ヴァージン=ロード
「伊咲さん、聞いてもらえますか? 僕がどんな思いで、このラヴィンユをデザインしたか」
「……はい」
「ちょっと、長くなるんですけど……。凜さんは母の妹なんですが、実は独身なんです」
意外な始まりに私は息を呑む。あんなに若くて綺麗な人で、結婚をプロデュースしている人が独身だとは思ってもみなかった。
「凜さんには、結婚を誓った恋人がいました。僕はそのころ幼稚園か小学校に入ったばかりだったのであまり覚えていないんですが、何度か会ったことがあるそうです。
でも、凜さんの幸せは突如として奪われました。結婚式の準備も整えて、式を翌日に控えた日――凜さんの恋人は、交通事故で命を落としたんです」
私はあまりのことに口元を抑えた。
「それからしばらくは落ち込んでいた凜さんでしたが、ブライダルプランナーの仕事を始めました。あんなことがあったので、周りは凄く心配したそうです。でも凜さんは前に進みました。

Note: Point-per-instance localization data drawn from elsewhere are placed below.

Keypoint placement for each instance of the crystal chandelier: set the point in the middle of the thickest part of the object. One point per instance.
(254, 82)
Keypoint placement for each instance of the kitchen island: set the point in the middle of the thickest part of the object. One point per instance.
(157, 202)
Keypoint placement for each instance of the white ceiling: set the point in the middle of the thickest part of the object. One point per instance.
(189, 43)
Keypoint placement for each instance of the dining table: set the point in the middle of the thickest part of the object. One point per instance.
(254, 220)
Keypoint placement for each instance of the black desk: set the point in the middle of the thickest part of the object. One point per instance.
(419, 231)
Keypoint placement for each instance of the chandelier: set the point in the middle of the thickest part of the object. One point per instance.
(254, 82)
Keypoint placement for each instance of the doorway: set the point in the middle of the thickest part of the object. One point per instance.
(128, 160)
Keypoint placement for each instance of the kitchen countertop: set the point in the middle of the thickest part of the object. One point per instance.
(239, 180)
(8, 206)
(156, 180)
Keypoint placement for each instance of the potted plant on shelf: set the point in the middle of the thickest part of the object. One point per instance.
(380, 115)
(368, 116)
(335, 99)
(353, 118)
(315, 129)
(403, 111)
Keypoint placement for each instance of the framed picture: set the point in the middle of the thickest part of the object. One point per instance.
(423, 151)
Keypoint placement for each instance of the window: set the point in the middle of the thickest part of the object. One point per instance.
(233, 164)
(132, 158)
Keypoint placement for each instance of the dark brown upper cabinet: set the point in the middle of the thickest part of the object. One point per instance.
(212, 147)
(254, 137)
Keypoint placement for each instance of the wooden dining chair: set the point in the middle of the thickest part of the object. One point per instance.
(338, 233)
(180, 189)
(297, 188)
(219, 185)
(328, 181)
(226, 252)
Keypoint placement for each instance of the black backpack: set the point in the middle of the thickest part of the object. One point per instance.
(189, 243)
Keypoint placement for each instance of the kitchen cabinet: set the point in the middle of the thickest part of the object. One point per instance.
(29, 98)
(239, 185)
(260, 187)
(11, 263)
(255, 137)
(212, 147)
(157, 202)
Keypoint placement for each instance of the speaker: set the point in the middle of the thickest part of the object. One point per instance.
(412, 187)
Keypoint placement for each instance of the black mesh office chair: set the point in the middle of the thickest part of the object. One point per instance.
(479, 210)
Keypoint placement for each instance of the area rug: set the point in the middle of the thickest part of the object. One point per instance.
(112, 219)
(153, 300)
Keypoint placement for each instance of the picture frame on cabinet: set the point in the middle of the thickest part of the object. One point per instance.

自分みたいに結婚式を挙げられないカップルがいるのはごめんだと、できることなら自分の手で最高の式を作り上げたいのだと。
凜さん、前に笑って言っていました。自分は結婚式を挙げることはできなかったけれど、凜さんの手で送り出したカップルの結婚式を見るたびに、何度も彼と結ばれているような気持ちになれるって。